Most of Closer is focused on these machinations, represented as if Alice is only buffeted. Whether you understand the duplicities as reflections of callow egotism or earnest passion, the film cleverly cuts around in time and relationships, not considering motivations so much as causes and effects — hurt, revenge, desire, recklessness. Too often, these seem connected to familiar, even banal, presumptions about gender roles: men worry about property, women about commitment. Most tediously, everyone becomes unnerved by Alice’s profession pre-Dan, namely, stripping. This leads to titillation, judgment, desire, and commerce all around.
This concern with stripping (made metaphorical as well as literal, as the characters reveal themselves piece by piece) becomes acute when the film cuts ahead to Dan’s brief moment of potential career success. Inspired by Alice’s stripping stories (those she tells him, anyway), he writes a novel, and his publisher sends him to get a promotional portrait photo taken by Anna. He flirts furiously and she returns the volley, though their exchange is less convincing than stagy. She explains that for her exhibits, she only shoots “strangers,” he asks if he’s a stranger, and she says, “No, you’re a job.” They kiss. Enter Alice, coming round to fetch her man. He departs, leaving the girls to sort out their sudden and painful rivalry.
As Portman and Roberts underplay their taut emotional fixes (Portman was nominated for an Oscar for her work in the film), it becomes clear that Alice has secretly overheard the flirtation. When Anna offers to take her photo — Alice being more of a stranger than anyone else in sight — they use a conversation about Anna’s art to discuss stealing lives, lying and cheating. All the while, Anna shoots Alice, both evasive and truthful at once, a striking, final image of Alice’s tear-streaked face, just turned from the window’s gray daylight punctuating the game they’ve been playing and denying simultaneously. The film never recovers from or repeats such brittle poignancy.
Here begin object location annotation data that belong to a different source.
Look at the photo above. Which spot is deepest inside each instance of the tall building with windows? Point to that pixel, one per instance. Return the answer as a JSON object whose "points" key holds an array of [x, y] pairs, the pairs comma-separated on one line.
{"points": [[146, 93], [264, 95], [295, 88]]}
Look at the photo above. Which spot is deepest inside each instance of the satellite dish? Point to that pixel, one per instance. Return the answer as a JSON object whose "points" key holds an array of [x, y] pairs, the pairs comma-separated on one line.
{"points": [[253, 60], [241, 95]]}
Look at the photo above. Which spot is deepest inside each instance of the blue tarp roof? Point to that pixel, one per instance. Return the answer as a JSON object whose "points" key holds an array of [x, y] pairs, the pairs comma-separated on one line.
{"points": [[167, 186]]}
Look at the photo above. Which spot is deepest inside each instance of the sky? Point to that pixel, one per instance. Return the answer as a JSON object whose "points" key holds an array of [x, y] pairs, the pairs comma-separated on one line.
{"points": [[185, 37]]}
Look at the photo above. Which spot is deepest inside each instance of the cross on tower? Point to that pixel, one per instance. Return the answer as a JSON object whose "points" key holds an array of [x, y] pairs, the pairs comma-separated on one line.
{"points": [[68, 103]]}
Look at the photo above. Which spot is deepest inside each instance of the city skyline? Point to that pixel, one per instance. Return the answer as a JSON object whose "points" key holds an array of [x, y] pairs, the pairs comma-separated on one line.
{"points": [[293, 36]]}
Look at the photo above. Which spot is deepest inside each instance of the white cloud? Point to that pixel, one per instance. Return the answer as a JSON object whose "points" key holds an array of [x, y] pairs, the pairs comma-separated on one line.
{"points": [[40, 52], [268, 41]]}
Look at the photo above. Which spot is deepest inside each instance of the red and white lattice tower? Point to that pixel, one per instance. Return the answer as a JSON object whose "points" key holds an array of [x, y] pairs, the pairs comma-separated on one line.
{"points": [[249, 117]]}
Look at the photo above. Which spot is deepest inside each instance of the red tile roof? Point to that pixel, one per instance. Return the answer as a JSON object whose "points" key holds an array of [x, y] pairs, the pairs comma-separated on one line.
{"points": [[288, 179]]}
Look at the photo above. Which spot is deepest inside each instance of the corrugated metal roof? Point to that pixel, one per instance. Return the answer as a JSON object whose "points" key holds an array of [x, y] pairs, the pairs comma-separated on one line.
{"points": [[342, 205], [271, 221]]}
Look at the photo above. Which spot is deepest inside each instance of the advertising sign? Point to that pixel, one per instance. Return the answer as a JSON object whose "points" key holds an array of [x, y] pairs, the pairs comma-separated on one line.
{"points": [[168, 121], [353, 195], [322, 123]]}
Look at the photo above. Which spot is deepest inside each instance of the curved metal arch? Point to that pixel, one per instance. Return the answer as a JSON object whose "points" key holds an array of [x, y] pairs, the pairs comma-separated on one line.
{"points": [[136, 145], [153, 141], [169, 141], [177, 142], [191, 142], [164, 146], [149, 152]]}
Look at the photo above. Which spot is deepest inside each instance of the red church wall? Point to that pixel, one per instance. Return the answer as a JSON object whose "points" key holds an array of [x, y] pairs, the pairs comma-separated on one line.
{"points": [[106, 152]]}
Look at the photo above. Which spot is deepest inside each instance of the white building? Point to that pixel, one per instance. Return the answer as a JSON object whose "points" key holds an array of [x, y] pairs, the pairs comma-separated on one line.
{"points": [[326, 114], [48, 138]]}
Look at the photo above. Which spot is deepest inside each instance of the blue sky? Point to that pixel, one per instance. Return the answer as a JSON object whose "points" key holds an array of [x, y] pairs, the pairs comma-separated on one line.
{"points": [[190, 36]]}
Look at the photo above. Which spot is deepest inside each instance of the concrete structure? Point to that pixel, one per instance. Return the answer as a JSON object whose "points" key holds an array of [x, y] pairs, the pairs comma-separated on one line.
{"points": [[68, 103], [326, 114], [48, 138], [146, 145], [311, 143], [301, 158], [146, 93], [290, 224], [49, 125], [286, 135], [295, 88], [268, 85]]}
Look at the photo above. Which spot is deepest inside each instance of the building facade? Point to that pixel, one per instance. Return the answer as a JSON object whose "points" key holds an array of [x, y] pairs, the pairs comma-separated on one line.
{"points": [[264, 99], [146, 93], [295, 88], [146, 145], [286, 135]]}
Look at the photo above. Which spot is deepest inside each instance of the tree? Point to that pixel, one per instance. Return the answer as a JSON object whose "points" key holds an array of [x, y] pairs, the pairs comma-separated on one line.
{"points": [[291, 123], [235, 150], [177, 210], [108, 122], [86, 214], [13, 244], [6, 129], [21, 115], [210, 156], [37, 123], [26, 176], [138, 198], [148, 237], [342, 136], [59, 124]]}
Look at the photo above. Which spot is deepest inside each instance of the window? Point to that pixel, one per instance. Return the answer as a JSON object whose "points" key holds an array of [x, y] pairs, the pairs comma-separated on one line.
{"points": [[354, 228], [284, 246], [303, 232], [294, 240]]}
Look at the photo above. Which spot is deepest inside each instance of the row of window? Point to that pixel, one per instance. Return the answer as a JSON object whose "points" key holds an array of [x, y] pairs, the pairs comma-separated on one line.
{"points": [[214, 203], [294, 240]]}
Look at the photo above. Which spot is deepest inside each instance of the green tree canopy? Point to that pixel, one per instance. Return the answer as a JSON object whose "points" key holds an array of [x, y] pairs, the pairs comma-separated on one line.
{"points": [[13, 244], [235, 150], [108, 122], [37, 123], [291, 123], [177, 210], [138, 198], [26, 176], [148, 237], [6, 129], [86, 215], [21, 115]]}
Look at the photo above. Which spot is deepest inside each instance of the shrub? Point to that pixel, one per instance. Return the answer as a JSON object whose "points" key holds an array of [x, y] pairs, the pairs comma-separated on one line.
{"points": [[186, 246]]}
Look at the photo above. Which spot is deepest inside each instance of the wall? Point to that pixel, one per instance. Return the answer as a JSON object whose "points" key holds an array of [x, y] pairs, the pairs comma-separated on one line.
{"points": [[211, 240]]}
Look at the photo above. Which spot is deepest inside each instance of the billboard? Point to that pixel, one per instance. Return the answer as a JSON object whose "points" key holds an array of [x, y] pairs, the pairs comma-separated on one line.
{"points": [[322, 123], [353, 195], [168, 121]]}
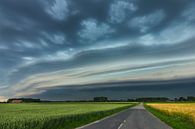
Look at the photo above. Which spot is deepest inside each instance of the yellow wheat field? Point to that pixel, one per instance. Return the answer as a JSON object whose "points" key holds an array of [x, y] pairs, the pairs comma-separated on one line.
{"points": [[187, 109]]}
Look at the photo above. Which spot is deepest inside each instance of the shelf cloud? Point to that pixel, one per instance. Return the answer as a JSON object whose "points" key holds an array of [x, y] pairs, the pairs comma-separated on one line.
{"points": [[52, 47]]}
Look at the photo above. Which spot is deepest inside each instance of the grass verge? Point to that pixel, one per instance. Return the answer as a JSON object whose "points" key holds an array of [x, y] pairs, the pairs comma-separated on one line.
{"points": [[64, 122], [175, 120]]}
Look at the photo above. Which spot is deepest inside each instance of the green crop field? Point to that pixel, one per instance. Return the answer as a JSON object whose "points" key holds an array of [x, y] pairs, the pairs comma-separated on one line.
{"points": [[55, 115]]}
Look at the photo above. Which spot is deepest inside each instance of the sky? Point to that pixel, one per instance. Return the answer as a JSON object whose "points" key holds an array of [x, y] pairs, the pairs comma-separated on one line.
{"points": [[73, 49]]}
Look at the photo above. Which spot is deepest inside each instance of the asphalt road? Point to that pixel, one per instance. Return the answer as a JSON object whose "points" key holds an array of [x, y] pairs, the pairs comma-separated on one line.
{"points": [[133, 118]]}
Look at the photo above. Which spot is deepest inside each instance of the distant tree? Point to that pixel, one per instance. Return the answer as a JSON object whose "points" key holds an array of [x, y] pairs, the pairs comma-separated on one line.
{"points": [[182, 99], [190, 98], [100, 99]]}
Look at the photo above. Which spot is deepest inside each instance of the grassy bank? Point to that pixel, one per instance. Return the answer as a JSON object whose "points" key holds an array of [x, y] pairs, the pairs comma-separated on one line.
{"points": [[175, 120], [55, 115]]}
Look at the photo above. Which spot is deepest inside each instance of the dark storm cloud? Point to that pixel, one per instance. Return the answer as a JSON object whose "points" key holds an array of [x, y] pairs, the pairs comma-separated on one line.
{"points": [[39, 37], [123, 90]]}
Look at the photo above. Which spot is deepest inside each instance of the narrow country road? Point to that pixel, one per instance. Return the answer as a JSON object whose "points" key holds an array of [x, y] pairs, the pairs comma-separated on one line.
{"points": [[133, 118]]}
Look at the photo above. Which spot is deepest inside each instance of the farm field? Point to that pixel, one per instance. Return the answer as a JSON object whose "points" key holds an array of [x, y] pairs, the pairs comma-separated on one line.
{"points": [[55, 115], [177, 115]]}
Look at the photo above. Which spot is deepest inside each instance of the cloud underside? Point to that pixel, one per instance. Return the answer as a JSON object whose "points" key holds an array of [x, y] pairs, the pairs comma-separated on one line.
{"points": [[64, 43]]}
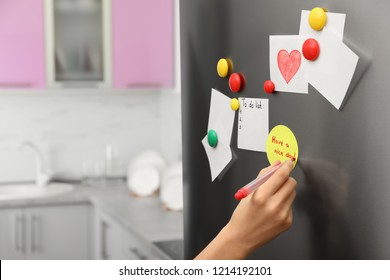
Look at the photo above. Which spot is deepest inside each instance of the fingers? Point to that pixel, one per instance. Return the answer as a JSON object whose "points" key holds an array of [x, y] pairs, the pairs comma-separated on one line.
{"points": [[277, 180]]}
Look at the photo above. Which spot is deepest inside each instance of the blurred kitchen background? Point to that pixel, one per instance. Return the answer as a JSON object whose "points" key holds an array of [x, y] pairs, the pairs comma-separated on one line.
{"points": [[90, 106]]}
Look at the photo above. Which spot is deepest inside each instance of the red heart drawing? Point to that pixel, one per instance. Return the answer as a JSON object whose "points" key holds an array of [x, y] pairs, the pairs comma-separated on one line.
{"points": [[289, 63]]}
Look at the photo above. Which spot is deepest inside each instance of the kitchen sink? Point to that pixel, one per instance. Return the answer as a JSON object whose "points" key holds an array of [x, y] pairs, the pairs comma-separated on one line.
{"points": [[25, 191]]}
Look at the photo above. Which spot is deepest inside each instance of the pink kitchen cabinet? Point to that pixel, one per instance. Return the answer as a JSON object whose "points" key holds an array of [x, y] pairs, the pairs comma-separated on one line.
{"points": [[142, 43], [22, 53]]}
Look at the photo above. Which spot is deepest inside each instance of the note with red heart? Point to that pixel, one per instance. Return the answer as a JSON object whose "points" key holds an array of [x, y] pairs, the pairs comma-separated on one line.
{"points": [[287, 66]]}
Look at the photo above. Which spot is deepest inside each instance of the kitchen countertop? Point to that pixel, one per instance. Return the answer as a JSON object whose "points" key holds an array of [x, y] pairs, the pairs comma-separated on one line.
{"points": [[144, 217]]}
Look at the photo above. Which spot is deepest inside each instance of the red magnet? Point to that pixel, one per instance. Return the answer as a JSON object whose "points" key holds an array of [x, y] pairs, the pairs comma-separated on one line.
{"points": [[236, 82], [311, 49], [269, 86]]}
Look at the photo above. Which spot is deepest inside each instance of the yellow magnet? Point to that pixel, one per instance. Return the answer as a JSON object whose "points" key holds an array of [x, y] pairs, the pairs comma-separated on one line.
{"points": [[234, 104], [224, 67], [317, 18]]}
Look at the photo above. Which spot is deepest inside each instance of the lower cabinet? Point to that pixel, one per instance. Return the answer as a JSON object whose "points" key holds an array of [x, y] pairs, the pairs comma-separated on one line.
{"points": [[49, 232], [115, 242]]}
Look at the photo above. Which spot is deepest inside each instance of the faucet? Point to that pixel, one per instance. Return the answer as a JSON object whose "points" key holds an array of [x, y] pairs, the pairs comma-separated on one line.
{"points": [[42, 177]]}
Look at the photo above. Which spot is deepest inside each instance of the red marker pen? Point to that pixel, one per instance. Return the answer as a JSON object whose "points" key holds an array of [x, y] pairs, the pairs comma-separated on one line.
{"points": [[252, 186]]}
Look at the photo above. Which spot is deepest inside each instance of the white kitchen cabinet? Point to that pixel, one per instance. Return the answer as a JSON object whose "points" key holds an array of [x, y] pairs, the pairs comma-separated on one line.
{"points": [[49, 232], [115, 242], [78, 43]]}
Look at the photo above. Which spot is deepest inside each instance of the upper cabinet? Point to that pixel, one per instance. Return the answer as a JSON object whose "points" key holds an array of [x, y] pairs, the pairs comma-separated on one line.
{"points": [[142, 43], [78, 43], [22, 52]]}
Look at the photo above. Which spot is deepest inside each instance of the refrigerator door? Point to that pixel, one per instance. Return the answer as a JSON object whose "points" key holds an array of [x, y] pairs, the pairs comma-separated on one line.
{"points": [[342, 209]]}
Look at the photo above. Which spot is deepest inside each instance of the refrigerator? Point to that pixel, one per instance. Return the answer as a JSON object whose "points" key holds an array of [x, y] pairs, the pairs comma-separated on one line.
{"points": [[342, 208]]}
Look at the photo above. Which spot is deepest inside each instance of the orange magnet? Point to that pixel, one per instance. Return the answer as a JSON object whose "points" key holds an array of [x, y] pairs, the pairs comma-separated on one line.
{"points": [[311, 49], [269, 86], [317, 18], [236, 82]]}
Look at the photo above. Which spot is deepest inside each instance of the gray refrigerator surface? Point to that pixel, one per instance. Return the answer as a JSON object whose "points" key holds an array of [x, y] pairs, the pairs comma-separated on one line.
{"points": [[342, 209]]}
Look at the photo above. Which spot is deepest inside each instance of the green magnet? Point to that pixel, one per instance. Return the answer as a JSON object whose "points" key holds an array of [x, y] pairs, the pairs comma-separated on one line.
{"points": [[212, 138]]}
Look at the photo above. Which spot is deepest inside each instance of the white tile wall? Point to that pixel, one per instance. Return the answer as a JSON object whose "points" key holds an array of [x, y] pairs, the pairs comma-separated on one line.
{"points": [[73, 126]]}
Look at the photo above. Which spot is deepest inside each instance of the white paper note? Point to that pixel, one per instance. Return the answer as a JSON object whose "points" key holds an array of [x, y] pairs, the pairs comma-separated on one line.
{"points": [[219, 157], [221, 119], [287, 64], [253, 124], [331, 73], [335, 22]]}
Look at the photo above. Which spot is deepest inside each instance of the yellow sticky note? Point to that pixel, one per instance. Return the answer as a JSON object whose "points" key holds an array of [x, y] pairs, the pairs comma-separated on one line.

This even though Owen brings some welcome darkness as Larry. Aptly, he enters via the internet; seeking sexual distractions on his hospital office machine, he’s enticed by Dan to meet him (posing as a girl who wants to sit on his face) in an aquarium. Here he meets Anna, who figures out Dan’s prank and hardly minds, even if Larry is bothered, at first (“Why do I feel like a pervert?”). Much to Dan’s dismay, Anna hooks up with Larry, a masculine sort who tends to hulk in doorways and adore his woman wholly. While Alice feels increasingly rejected, Anna wearies of both men’s competitive investments in her sexual activities. “Men are crap,” she tells Dan on their first meeting, and she never appears to think otherwise, even as they act out their simultaneous devotion to and disdain for her, as a woman, that is, an object to be claimed.
All the cheating and avenging leaves Alice looking forlorn. This especially during one of the film’s designed-to-outrage set pieces, when Larry goes to see her at the London strip club where she lands following her break-up with Dan. Their confrontation in a “private room,” lays out their limits. Demanding that she confess her “real name” (her supposed stage name being “Jane”), he also wants to know if she “wants” him, as they are at that moment, fellow dumpees, and he’s feeling vengeful if not precisely desirous.
Tossing money at her, staring up at her mostly naked body from his customer’s sofa (and eventually, into her vagina), he grumps: “You think because you don’t desire us, you’ve won?” She poses, coy as she’s paid to be, before she answers, “It’s not a war.” You’d like to think that Alice is right, even as Closer insists that it is.